Three new students signed up for the Bloomfield High School Sidewalk Astronomers Club yesterday.
Last night they joined me outside. I grumbled (as I will) about the clouds, about the finderscope being misaligned, about none of the regular members showing up. (To be fair, the North Jersey Astronomy Group was meeting, and my more reliable charges were hanging out with the hardcore Essex County astronomers.)
I fixed the finderscope, aligning it with a street lamp, the clouds parted, and there was Saturn, glorious Saturn. Despite the light pollution, Saturn shone through, as it will.

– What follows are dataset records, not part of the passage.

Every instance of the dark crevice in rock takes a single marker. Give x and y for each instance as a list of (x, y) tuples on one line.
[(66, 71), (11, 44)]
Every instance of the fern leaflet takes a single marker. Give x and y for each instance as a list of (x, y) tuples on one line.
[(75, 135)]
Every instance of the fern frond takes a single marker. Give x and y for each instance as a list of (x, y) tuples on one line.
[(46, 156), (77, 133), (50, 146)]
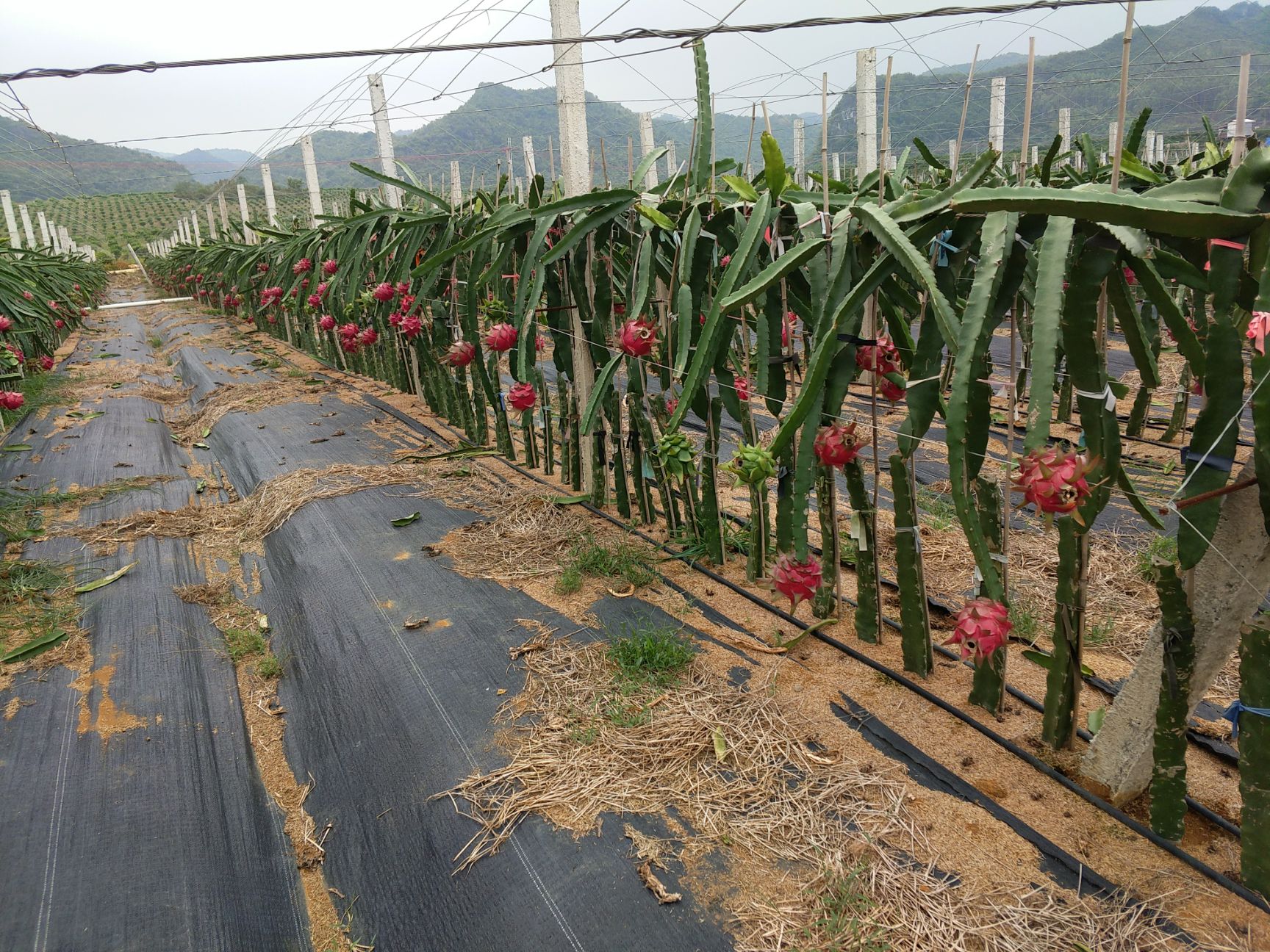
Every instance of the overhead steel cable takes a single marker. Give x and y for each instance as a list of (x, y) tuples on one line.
[(638, 33)]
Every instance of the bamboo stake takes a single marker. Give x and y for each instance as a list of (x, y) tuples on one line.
[(966, 106)]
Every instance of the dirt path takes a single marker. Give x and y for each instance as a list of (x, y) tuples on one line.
[(167, 795)]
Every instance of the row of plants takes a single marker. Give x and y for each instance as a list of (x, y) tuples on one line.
[(591, 326), (42, 298)]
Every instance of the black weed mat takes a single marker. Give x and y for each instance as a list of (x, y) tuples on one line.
[(159, 835), (382, 718)]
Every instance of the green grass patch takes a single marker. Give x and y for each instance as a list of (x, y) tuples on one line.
[(1158, 547), (591, 559), (936, 509), (650, 655)]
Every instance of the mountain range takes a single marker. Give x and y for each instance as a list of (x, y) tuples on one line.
[(1184, 70)]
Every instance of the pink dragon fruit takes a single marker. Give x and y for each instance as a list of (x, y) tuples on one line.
[(636, 336), (891, 390), (837, 443), (521, 397), (794, 579), (982, 627), (460, 353), (501, 336), (1053, 481), (880, 358)]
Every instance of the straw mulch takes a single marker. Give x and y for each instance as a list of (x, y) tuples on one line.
[(799, 828), (243, 397), (240, 524)]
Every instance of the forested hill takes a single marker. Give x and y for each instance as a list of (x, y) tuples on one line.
[(476, 132), (1183, 70), (32, 167)]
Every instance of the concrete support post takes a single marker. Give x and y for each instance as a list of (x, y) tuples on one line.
[(867, 111), (270, 206), (306, 153), (384, 140)]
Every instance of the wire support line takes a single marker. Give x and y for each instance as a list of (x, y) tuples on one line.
[(638, 33)]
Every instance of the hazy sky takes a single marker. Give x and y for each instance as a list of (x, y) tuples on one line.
[(784, 68)]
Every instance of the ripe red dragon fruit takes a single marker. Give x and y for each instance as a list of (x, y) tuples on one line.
[(501, 336), (891, 390), (636, 336), (1052, 480), (797, 579), (880, 358), (837, 443), (982, 627), (521, 397), (460, 353)]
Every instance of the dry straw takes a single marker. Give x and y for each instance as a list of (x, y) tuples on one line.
[(802, 826)]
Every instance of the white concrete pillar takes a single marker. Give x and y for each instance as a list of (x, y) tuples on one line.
[(527, 154), (244, 214), (570, 107), (306, 151), (270, 206), (867, 111), (10, 223), (384, 140), (645, 146), (26, 226), (799, 154), (997, 115)]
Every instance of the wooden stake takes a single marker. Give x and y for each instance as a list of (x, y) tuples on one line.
[(1118, 146), (966, 106), (1022, 148), (1240, 141)]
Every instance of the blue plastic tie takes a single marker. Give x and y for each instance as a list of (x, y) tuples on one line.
[(1235, 710)]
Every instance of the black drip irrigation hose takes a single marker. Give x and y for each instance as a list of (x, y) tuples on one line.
[(898, 677)]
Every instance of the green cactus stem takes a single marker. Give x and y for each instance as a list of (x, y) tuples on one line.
[(826, 602), (867, 556), (1181, 406), (914, 608), (1169, 771), (1063, 682), (711, 528), (1254, 742)]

Did you ever watch ecstatic adolescents? They shout, they dance, they lose all self consciousness, and they remind me why teaching matters.

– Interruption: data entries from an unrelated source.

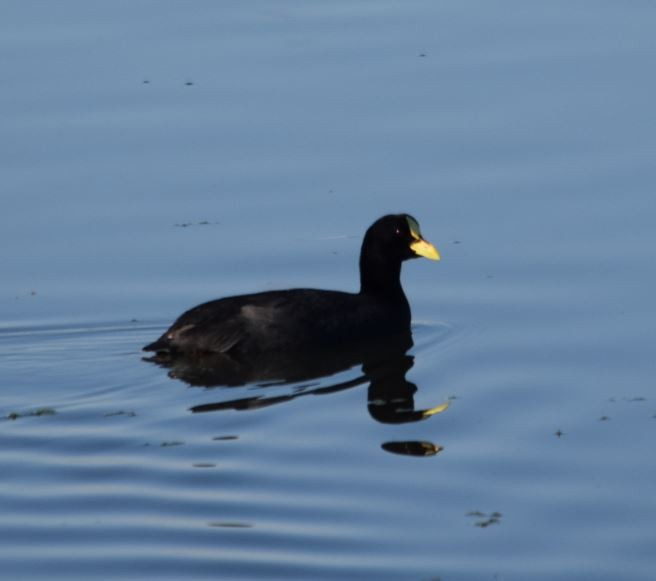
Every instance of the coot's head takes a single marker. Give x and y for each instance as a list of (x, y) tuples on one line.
[(389, 241), (397, 237)]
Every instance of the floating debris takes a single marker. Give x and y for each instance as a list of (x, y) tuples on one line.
[(34, 413), (485, 520)]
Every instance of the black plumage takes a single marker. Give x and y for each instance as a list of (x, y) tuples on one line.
[(309, 319)]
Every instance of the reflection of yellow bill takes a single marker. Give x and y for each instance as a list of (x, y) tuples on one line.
[(436, 410)]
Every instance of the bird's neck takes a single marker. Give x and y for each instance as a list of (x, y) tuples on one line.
[(379, 277)]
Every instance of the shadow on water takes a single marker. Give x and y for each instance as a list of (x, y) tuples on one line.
[(383, 366)]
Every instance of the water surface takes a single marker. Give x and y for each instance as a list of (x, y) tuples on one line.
[(156, 156)]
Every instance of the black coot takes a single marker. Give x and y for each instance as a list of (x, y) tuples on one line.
[(303, 320)]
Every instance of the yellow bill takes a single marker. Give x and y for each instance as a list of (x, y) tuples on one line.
[(420, 246)]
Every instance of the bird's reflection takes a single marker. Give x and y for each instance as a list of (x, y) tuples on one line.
[(384, 366)]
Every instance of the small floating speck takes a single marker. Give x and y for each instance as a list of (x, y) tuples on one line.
[(230, 525), (34, 413), (485, 520), (127, 413)]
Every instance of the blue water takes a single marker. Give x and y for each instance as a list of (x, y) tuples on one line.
[(157, 155)]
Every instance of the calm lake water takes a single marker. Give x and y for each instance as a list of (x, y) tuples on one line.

Last night on the corner of an urban block three young men jumped and whooped around a mirror, celebrating Saturn.
In a few decades they will not remember adenosine triphosphate or quadratic equations or (even) me.

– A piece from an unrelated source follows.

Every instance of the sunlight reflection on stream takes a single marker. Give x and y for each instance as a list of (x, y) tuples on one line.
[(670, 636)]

But they will not forget Saturn.
I stole the pic from Silver City's Sidewalk Astronomy Solar System.
5 comments:
I doubt that they'll forget you. I still remember the teachers who changed my life.
Somehow I think they'll remember you.
Kia ora e Michael.
You may be remembered, but you're right. Never underestimate the power of the cosmos.
Catchya later
I agree with John Spencer on this one :-)
Thanks all for the words.
In this case, Saturn was the show; none of these students have me in class, and while I hope they stick around as club members, my role in the club is vastly different than my role in the class.
Every astronomy club deserves a curmudgeonly, grumpy, bearded old guy to fix scopes, point them in the general right direction, and gripe about new-fangled electronics. I mostly stand out of the way--looking up works far better than words.